You Have to Give Yourself Permission to Proceed
What will they say about you 20 years from now?
At a leadership retreat in my early 20s, the facilitator gave us a blank piece of paper and asked one question:
“Write down how a staff member, who spent two years in your care, would describe you 20 years from now.”
I stared at the page for what felt like forever.
Not because I had too many good words to choose from.
Because I wasn’t sure many people would remember me at all.
And if they did?
I wasn’t sure I’d like what they remembered.
Eventually, I started writing.
·Pushy.
·Fast.
·Loud.
·Impatient.
·Intense.
Nothing I was proud of.
It hit me hard.
Then he told us to flip the page over and write the words we hoped people would use one day.
→Patient.
→Caring.
→Steady.
→Fair.
→Present.
→Someone who made me better.
Then he said something I’ve never forgotten:
“You have to give yourself permission to proceed.”
Permission to shed your skin.
Permission to outgrow the version of you that got you here.

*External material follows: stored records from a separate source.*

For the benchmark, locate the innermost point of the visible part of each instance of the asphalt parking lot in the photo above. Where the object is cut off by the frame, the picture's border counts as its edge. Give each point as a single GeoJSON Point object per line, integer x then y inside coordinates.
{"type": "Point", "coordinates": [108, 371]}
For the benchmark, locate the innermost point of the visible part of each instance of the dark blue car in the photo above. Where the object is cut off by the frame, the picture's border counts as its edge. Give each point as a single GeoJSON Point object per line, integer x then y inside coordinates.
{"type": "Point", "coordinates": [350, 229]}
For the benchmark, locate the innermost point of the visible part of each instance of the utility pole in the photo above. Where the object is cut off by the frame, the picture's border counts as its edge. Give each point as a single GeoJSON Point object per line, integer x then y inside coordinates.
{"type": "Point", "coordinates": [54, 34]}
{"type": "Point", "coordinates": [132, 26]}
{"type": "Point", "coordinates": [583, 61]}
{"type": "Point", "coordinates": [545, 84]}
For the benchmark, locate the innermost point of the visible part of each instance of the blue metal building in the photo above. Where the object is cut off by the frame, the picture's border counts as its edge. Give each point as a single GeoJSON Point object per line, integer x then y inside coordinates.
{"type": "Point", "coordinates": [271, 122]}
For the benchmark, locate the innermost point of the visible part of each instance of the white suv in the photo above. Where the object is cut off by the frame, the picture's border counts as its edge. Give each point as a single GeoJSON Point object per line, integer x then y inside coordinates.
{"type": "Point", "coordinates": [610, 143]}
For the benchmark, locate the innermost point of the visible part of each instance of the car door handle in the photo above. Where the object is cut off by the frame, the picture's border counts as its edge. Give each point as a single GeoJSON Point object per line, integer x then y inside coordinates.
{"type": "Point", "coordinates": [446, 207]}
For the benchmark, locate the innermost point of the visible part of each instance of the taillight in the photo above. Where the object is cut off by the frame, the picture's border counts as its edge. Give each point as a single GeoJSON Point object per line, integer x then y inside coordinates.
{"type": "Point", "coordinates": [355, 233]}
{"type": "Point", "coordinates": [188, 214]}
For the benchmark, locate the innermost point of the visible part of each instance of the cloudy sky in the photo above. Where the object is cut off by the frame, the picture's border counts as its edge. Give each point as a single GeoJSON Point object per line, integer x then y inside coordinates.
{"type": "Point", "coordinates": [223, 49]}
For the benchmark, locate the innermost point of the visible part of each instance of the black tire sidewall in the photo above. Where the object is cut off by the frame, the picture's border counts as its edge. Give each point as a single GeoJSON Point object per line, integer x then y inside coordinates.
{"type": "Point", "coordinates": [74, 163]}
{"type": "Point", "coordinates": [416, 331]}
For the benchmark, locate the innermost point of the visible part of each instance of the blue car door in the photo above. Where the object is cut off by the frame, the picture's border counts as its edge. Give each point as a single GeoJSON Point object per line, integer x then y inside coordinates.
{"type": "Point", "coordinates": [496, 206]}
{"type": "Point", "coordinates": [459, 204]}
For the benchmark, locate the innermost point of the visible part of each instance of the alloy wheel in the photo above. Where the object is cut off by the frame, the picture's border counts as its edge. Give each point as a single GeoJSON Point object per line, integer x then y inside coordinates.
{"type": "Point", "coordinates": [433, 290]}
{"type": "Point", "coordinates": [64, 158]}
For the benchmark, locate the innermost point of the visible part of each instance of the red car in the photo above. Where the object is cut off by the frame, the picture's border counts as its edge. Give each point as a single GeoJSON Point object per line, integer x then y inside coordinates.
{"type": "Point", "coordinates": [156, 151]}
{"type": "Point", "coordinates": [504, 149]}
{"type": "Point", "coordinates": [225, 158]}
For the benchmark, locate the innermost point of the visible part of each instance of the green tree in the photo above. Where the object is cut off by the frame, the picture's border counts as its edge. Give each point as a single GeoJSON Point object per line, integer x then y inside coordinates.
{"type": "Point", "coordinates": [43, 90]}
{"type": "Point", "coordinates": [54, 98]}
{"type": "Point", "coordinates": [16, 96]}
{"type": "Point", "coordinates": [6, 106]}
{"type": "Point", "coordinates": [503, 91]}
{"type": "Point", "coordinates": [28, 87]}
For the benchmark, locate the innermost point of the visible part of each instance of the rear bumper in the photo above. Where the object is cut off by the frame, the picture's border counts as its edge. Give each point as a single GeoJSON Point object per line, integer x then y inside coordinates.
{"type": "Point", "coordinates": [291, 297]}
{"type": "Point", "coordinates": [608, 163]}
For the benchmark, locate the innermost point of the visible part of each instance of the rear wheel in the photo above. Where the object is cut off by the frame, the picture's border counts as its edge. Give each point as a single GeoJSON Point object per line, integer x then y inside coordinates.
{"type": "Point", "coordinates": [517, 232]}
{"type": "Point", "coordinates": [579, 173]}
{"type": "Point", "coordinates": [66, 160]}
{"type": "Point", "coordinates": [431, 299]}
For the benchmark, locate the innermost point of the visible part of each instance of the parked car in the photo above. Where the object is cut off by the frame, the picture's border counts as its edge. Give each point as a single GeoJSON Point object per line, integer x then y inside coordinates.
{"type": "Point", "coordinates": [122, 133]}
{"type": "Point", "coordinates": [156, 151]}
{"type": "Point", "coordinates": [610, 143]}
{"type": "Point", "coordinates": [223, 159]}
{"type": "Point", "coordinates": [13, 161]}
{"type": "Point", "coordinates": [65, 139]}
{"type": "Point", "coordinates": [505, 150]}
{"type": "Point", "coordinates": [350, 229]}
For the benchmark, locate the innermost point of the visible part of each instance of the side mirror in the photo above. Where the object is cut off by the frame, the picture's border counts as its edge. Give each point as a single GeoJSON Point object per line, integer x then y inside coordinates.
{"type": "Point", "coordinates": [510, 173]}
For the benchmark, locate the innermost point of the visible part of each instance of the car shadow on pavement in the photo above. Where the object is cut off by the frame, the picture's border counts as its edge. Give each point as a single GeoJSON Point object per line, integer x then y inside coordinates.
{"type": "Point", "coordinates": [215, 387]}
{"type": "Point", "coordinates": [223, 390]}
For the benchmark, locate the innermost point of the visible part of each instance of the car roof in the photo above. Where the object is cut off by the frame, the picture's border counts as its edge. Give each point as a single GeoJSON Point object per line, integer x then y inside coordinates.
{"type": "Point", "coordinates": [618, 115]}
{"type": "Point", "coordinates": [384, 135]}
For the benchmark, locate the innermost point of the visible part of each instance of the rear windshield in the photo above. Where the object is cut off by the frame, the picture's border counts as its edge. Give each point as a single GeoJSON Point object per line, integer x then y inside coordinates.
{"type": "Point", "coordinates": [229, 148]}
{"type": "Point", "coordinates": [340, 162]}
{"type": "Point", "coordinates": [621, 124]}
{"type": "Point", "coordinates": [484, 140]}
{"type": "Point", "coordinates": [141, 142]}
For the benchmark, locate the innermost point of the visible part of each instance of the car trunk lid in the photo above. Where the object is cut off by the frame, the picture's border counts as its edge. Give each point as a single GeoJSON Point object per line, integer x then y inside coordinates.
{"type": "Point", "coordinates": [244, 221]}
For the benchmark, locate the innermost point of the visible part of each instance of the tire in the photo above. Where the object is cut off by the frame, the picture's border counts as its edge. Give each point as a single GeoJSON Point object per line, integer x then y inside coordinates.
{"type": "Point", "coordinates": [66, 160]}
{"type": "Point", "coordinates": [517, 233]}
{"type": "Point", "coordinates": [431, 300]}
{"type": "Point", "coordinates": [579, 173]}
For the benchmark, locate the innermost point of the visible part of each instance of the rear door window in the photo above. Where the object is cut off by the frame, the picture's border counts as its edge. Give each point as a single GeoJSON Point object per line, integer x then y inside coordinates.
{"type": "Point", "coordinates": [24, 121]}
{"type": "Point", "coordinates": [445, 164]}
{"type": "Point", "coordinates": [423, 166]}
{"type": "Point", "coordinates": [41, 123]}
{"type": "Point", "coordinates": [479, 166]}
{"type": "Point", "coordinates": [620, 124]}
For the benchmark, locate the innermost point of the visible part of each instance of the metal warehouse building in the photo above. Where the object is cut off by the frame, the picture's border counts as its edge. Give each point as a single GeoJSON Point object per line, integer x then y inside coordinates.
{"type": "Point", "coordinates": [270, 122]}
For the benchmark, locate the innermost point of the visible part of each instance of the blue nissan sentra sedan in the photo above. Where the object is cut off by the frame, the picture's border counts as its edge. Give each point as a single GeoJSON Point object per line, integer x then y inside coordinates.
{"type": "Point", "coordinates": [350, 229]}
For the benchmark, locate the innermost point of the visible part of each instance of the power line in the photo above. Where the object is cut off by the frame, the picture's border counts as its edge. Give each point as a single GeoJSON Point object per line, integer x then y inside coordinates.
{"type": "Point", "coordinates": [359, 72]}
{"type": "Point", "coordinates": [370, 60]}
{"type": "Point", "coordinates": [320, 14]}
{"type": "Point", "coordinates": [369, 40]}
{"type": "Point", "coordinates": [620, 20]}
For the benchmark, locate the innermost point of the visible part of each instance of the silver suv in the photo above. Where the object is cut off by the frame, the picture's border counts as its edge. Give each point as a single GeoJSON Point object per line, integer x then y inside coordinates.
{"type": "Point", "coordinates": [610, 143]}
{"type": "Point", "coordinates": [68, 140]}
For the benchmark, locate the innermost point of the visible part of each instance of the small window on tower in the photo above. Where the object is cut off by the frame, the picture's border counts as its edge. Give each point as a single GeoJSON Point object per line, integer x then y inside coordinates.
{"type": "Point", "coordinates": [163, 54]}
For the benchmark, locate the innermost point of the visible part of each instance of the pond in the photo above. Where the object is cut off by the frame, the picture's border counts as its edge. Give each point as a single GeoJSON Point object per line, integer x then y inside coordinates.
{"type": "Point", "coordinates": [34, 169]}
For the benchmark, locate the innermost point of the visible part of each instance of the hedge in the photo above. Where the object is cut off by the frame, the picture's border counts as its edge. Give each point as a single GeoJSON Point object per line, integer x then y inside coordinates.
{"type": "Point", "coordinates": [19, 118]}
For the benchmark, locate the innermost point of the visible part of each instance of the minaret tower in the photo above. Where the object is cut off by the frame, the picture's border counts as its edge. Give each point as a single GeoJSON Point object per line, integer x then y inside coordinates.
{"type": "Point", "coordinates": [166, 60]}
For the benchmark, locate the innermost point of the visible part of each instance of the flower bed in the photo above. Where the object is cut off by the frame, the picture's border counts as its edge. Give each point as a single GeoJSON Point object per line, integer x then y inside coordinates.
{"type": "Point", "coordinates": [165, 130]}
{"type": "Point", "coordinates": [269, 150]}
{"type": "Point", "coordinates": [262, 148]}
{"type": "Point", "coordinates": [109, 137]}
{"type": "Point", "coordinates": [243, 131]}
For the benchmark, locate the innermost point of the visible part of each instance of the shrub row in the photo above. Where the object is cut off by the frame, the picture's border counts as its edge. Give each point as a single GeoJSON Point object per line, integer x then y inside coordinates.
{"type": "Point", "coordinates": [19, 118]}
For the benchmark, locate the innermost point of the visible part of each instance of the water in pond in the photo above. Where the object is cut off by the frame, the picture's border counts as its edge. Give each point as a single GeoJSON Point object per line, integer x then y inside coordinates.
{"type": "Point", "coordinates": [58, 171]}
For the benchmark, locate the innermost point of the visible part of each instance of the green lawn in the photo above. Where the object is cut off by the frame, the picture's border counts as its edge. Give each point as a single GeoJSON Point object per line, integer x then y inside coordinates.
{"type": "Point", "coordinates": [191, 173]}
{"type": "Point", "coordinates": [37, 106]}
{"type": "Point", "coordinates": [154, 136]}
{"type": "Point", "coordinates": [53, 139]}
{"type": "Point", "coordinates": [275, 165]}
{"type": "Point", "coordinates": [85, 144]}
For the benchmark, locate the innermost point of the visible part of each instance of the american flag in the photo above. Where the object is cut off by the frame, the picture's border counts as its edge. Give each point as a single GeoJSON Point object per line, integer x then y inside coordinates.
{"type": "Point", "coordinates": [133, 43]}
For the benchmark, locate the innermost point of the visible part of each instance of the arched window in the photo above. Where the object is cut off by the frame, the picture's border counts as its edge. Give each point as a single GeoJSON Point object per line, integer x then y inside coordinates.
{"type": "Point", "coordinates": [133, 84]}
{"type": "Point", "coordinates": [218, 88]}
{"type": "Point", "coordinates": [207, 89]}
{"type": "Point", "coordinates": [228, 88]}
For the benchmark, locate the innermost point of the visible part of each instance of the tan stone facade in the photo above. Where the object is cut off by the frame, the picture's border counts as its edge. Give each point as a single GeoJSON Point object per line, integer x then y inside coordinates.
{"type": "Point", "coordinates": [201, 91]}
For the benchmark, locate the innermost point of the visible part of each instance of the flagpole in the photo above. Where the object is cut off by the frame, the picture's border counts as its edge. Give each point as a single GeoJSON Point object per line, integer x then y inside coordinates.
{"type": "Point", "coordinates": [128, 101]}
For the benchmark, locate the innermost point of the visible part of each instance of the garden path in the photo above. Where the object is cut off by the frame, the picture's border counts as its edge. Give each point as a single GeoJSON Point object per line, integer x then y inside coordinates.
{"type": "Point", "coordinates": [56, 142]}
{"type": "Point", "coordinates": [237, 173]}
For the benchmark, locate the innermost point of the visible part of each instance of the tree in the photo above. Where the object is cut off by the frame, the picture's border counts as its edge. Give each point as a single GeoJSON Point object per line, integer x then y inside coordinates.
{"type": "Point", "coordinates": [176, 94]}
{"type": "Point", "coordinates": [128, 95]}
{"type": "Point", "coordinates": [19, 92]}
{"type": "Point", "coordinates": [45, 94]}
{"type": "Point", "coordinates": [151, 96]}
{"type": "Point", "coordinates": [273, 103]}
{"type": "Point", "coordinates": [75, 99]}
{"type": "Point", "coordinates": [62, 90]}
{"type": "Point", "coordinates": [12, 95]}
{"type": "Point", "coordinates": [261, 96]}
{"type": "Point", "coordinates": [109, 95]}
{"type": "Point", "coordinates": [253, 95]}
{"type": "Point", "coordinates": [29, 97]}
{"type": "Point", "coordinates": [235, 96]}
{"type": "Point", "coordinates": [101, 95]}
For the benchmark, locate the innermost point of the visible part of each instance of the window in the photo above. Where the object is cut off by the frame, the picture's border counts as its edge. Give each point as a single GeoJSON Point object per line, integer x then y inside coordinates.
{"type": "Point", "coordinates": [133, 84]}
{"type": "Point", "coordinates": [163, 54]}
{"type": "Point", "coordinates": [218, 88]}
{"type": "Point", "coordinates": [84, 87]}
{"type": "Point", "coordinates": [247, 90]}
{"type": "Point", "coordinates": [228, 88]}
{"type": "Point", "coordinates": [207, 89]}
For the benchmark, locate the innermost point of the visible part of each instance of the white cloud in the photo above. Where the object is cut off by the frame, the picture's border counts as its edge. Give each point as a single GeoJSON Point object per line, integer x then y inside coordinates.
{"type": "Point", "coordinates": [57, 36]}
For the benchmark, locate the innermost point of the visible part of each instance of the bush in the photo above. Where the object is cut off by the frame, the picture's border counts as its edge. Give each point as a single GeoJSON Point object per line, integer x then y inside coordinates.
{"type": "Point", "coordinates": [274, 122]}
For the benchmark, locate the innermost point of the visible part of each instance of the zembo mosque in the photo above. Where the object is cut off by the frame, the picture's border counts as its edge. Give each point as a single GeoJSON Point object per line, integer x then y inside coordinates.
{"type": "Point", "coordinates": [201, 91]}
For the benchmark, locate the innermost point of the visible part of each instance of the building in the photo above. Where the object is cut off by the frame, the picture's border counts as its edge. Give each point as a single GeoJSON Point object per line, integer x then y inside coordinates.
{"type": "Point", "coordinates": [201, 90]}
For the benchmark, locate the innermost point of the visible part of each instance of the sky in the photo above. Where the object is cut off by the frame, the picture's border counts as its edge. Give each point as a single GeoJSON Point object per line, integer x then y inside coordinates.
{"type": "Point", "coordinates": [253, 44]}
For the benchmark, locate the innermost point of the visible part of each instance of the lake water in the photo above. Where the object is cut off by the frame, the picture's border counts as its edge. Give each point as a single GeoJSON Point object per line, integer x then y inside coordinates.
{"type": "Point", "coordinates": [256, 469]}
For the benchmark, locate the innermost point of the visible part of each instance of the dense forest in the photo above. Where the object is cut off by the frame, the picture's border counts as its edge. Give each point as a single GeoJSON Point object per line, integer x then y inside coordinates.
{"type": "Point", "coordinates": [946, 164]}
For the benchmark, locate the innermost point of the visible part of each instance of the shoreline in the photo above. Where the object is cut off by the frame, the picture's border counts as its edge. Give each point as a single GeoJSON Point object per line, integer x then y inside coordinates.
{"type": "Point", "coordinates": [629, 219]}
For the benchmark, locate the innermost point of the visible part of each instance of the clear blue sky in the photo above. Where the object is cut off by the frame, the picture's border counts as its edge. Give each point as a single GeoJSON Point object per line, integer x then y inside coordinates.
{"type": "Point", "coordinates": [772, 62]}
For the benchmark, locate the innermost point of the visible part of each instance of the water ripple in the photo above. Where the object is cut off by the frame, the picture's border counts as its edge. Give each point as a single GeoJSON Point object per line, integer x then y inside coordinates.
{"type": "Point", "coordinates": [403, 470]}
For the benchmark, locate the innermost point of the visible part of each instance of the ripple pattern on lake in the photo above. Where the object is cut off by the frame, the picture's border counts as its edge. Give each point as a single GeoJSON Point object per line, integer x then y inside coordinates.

Permission to leave your old self behind.
That exercise changed me.
Not instantly. Not perfectly.
I’m still not sure I’ve fully arrived at the leader I wrote about on the back of that page.
But I’ve spent three decades trying.
And maybe that’s the work.
Not pretending we were born great leaders.
But caring enough to become one.
Because the people who work for us are not just labor.
They are young lives passing through our care.
And someday, 20 years from now, they will tell a story about what it felt like to be led by us.
The only question is:
Will we be proud of the story they tell?